To compare outcomes among neonates delivered after documentation of fetal lung maturity before 39 weeks and those delivered at 39 or 40 weeks.


This was a retrospective cohort study of women with singleton pregnancy delivered at 36 0/7 to 38 6/7 weeks after positive fetal lung maturity testing (based on amniotic fluid lecithin to sphingomyelin ratio) or at 39 0/7 to 40 6/7 weeks (without maturity testing) at our center from 1999 to 2008. Women with fetuses with major congenital anomalies, cord prolapse, nonreassuring antepartum testing, placental abruption, or oligohydramnios were excluded. A primary composite neonatal outcome included death, adverse respiratory outcomes, hypoglycemia, treated hyperbilirubinemia, generalized seizures, necrotizing enterocolitis, hypoxic ischemic encephalopathy, periventricular leukomalacia, and suspected or proven sepsis.

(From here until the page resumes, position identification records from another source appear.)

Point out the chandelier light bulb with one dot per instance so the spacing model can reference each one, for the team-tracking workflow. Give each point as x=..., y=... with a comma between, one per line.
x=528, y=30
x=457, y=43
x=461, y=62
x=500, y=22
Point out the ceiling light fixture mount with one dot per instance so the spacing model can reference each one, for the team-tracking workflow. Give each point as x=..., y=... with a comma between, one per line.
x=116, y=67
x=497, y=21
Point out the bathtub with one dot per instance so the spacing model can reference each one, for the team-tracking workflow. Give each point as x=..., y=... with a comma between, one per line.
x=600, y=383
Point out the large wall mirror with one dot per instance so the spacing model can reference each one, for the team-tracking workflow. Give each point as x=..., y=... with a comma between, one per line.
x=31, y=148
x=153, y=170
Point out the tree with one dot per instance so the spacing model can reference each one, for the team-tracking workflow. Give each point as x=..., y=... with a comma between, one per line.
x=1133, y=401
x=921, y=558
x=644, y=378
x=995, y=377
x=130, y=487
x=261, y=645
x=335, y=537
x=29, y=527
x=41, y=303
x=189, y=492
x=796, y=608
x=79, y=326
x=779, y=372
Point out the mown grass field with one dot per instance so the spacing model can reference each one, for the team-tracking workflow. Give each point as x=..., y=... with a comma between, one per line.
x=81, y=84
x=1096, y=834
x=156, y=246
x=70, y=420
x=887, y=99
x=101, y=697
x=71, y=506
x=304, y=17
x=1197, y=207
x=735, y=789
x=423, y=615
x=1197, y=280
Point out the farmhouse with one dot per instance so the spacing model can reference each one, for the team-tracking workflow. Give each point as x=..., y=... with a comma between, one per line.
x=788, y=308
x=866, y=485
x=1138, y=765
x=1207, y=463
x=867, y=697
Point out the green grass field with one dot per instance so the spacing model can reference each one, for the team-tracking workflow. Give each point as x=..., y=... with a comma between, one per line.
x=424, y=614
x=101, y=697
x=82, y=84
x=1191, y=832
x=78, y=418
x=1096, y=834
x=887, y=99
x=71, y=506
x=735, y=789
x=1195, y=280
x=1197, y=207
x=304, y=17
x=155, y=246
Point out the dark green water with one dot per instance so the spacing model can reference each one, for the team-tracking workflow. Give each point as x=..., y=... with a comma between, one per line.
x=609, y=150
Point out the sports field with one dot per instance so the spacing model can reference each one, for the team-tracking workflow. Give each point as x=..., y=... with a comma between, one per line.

There were 459 neonates delivered at 36 to 38 weeks and 13,339 delivered at 39 to 40 weeks; mean birth weight was 3,107±548 g and 3,362±439 g, respectively. The risk of the composite adverse neonatal outcome was 6.1% for the 36- to 38-week group compared with 2.5% for the 39- to 40-week group (relative risk 2.4; confidence interval [CI] 1.7-3.5). After multivariable adjustment, early delivery remained significantly associated with an increased risk of the composite outcome (adjusted odds ratio [OR]1.7; CI 1.1-2.6) as well as several individual outcomes, including respiratory distress syndrome (adjusted OR 7.6; CI 2.2-26.6), treated hyperbilirubinemia (adjusted OR 11.2; CI 3.6-34), and hypoglycemia (adjusted OR 5.8; CI 2.4-14.3).


Neonates delivered at 36 to 38 weeks after confirmed fetal lung maturity are at higher risk of adverse outcomes than those delivered at 39 to 40 weeks.